Real time prediction of operational safety limits for dynamic positioning of an FPSO in a Deepwater Artificial Seabed system

Abstract

Aiming to overcome the limitations of conventional offshore field development concepts (dry tree or subsea tree) for petroleum production in ultra-deep water, a new alternative offshore field development solution, termed as Deepwater Artificial Seabed (DAS) system, is proposed. The DAS system works in concert with dynamic positioning (DP) floaters, such as dynamically positioned Floating Production, Storage and Offloading (FPSO) vessels. Rather than relying on the passive mooring system, the DP maintains the reliable position of the FPSO with steering and propulsion units. Nonetheless, critical DP failures, which has potential to cause the drift-off scenario for the FPSO, poses a serious threat to the structural safety of the DAS system. Therefore, it is crucial to establish operational limits for the DP FPSO to prevent such accidents.
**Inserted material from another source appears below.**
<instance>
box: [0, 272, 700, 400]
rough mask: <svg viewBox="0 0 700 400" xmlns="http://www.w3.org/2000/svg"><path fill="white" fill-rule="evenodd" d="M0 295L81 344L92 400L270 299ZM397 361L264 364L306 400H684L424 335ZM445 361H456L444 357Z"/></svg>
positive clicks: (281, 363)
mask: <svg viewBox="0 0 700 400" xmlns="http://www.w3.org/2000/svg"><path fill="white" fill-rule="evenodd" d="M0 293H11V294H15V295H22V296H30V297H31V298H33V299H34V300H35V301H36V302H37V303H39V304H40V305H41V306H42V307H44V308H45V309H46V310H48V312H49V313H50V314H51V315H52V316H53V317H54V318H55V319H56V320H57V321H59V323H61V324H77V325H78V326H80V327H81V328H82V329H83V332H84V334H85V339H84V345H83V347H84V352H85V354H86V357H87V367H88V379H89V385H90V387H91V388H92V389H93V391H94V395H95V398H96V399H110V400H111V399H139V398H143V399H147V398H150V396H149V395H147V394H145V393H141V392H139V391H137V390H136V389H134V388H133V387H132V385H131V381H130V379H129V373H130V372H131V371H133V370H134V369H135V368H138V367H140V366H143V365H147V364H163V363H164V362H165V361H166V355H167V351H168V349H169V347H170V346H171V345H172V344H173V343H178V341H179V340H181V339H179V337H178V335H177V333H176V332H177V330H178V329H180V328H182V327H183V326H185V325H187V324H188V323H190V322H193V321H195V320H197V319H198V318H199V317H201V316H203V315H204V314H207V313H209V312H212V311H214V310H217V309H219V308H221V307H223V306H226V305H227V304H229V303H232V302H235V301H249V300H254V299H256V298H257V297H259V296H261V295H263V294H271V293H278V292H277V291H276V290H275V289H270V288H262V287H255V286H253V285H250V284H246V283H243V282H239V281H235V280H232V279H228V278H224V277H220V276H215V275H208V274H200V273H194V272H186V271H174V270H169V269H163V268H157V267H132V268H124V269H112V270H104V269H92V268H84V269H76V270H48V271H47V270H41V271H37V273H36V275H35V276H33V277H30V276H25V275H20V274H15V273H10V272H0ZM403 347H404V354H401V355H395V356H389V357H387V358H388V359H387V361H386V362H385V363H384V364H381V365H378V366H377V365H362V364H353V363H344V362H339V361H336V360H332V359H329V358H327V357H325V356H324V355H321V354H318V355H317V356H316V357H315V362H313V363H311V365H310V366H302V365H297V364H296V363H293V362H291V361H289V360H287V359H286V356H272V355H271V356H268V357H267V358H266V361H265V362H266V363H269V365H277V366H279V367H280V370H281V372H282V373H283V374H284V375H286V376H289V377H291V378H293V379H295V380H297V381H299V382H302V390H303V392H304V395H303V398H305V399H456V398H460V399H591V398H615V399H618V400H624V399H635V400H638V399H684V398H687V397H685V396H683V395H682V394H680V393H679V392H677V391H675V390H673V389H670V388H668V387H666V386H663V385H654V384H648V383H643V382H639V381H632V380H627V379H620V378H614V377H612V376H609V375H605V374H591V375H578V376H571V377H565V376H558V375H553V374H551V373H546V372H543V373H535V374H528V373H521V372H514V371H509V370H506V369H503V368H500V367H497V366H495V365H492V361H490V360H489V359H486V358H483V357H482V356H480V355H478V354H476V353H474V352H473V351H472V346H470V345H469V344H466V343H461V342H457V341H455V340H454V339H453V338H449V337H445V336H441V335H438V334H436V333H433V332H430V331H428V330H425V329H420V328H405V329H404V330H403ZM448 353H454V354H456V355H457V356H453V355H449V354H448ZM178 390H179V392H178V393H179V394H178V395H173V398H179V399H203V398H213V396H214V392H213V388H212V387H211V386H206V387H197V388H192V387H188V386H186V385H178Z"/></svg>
In this study, a 3-phase probabilistic modelling methodology is proposed to predict safety limits for the operation of the DP FPSO. A surrogate model is established by the Support Vector Machine (SVM) algorithm so as to decrease the computational cost due to the generation of large statistical samples. The statistical distribution of the operational safety limits of FPSO is simulated by the successive approximations through the fully-coupled drift-off analysis. The accuracy of the proposed methodology is verified by a series of mathematical tests. In order to validate the effectiveness of the methodology, the safety limit prediction of the FPSO for the DAS system is taken as a case study. The critical positions of the FPSO are predicted in real time and provides ample time and information for operators’ decision-making by the visualization of the safe moving range of the FPSO. The study contributes to the safety control of DP operations on floating production units in an efficient manner.